Man kann "pflegen" oder "reflektiert mit Empathie und Achtsamkeit pflegen".

Man kann "kommunizieren" oder "bewusst und gewaltfrei kommunizieren".

 

Es ist eine Frage der Haltung, wie wertschätzend man mit anderen Menschen umgeht.

 

Das ist das zentraler Aspekt der Beziehungswert-Seminare - für mehr Qualität in der Pflege.

 


Beziehungswert ist für die ISL-Akademie St. Pölten in den Themenbereichen: Kommunikation, Konfliktmanagement,Teamarbeit, Beziehungsgestaltung, Stress und Burnout tätig. Zudem bietet Beziehungswert auch Ausschnitte aus der Ausbildung als Fortbildung an. Die Seminare können von Trägerorganisationen und Privatpersonen im Raum Wien, St. Pölten, Krems, Tulln, gebucht werden (anderer Regionen auf Anfrage). 

 

Nähere Auskünfte dazu unter office@beziehungswert.at .

 


Seminare für pflegende Angehörige:

 

"Pflege & Kommunikation bei Demenz"

Ein erster Überblick für pflegende Angehörige von an Demenz Erkrankten
(verschiedene Themenbereiche in einem Tagesseminar - 8 UE)

 

 

Das Gegenüber besser einschätzen lernen - Die Persönlichkeitstypen (2 UE)

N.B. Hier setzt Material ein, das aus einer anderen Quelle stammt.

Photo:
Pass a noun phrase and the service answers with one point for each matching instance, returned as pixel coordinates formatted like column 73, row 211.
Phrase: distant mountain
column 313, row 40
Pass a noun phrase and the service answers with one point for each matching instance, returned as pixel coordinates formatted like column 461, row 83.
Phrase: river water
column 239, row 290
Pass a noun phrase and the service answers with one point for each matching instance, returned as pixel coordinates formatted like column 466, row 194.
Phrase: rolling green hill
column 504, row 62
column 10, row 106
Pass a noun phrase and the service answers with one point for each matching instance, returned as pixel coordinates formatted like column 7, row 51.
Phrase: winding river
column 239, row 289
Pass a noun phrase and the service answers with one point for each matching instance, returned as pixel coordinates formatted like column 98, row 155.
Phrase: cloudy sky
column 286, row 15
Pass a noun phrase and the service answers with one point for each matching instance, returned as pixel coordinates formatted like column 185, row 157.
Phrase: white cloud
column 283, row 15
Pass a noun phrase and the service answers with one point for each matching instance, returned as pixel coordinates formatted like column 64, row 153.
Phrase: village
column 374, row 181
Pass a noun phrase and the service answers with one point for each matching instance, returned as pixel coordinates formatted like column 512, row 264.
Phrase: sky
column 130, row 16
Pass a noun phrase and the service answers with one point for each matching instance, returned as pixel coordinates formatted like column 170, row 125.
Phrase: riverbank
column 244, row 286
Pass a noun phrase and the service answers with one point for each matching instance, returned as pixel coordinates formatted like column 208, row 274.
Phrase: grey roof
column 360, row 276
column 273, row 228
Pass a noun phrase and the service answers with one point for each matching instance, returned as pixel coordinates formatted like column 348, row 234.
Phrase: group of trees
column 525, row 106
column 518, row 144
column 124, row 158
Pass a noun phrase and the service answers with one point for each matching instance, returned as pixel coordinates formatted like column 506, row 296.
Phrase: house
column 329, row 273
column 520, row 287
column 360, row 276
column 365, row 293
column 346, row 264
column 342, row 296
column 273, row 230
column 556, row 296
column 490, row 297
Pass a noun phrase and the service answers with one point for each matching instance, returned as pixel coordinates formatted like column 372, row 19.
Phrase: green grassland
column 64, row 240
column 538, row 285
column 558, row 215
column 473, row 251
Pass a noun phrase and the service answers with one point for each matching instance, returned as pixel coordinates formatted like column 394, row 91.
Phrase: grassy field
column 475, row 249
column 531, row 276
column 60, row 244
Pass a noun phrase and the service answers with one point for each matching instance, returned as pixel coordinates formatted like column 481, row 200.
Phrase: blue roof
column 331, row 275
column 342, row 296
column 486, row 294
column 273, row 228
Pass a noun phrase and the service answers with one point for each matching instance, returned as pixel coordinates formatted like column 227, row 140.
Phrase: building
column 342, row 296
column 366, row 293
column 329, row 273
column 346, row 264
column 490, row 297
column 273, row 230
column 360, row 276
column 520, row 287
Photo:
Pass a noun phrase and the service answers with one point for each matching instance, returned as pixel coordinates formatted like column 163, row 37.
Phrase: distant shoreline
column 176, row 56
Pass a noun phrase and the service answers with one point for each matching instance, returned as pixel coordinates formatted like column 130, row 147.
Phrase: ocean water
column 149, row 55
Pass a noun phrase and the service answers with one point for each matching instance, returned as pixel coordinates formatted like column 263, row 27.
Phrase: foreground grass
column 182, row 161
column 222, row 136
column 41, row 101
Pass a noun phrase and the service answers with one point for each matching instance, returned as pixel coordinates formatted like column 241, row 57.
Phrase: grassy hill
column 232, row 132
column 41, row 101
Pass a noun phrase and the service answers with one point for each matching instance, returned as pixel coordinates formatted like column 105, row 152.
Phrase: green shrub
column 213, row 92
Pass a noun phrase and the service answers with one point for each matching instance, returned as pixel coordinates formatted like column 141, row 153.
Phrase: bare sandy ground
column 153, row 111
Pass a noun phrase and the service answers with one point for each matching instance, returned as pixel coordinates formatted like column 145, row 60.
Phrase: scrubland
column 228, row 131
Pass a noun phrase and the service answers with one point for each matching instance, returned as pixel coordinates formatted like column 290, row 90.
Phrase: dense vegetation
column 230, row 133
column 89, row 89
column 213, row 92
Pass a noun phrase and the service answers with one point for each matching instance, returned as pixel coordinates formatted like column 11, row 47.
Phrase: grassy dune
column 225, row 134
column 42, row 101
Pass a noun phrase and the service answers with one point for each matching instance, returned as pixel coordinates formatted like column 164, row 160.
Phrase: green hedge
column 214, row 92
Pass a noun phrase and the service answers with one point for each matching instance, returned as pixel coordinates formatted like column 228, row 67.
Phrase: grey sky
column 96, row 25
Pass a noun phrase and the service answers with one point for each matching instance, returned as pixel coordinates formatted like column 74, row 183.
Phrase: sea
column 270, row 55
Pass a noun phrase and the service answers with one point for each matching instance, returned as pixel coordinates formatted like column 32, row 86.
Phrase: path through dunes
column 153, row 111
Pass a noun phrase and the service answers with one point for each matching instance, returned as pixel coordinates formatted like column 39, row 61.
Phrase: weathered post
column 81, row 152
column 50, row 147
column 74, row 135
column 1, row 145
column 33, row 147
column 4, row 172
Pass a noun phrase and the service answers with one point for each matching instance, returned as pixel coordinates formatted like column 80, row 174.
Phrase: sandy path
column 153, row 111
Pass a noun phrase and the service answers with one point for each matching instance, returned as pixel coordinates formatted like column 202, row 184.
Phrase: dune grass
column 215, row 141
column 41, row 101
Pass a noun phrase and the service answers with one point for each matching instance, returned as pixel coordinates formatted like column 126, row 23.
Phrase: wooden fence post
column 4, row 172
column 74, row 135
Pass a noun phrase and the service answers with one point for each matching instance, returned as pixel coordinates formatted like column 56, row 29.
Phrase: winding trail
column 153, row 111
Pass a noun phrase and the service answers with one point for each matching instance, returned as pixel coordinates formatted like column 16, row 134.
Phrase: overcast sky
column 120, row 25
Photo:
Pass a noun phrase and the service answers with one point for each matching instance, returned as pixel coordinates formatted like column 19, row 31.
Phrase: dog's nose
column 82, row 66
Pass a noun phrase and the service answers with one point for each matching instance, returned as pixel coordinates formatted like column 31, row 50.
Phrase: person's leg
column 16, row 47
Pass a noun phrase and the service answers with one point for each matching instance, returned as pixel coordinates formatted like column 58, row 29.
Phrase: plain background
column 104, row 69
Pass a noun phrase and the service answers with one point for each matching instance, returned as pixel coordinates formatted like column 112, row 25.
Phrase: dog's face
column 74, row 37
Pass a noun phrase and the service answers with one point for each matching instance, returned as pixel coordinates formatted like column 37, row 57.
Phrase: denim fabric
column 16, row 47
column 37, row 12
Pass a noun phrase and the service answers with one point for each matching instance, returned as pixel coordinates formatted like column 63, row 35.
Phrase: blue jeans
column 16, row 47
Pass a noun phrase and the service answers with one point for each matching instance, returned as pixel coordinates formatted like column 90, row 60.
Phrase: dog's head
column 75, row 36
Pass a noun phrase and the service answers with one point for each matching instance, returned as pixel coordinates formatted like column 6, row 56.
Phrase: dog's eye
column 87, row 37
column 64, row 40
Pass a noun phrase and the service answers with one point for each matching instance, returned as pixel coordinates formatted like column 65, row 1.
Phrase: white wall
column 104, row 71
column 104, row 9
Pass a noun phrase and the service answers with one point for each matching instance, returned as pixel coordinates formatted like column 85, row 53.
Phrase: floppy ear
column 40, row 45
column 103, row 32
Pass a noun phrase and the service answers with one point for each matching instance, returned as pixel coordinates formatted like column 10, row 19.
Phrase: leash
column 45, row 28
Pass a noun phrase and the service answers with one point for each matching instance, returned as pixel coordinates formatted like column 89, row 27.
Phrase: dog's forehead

Je individueller die Kommunikation an den Gesprächspartner angepasst wird, umso erfolgreicher wird das Gespräch verlaufen. Besonders nützlich ist dabei,  wenn man die vier Persönlichkeitstypen kennt.

 

Kommunikation und Demenz (2 UE)

Die Wahrnehmungswelt von an Demenz erkrankten ist - je nach Ausprägung der Demenz - eine andere, als wir sie erleben. In diesem Teil des Semiartages wollen wir in diese Wahrnehmungswelt eintauchen, damit wir mit dementen Angehörigen besser kommunizieren können. 

 

Nonverbale Kommunikation und Basale Stimulation (2 UE)

Menschen, die gepflegt werden, sind sehr sensible bezüglich der nonverbalen Kommunikation und aufgrund der Deprivation sehr zugänglich für die Basale Stimulation. In diesem Seminar bekommen Sie einen ersten Einblick indas Thema. 

 

 

Mit der eigenen Belastung umgehen lernen - Burnout vermeiden (2 UE)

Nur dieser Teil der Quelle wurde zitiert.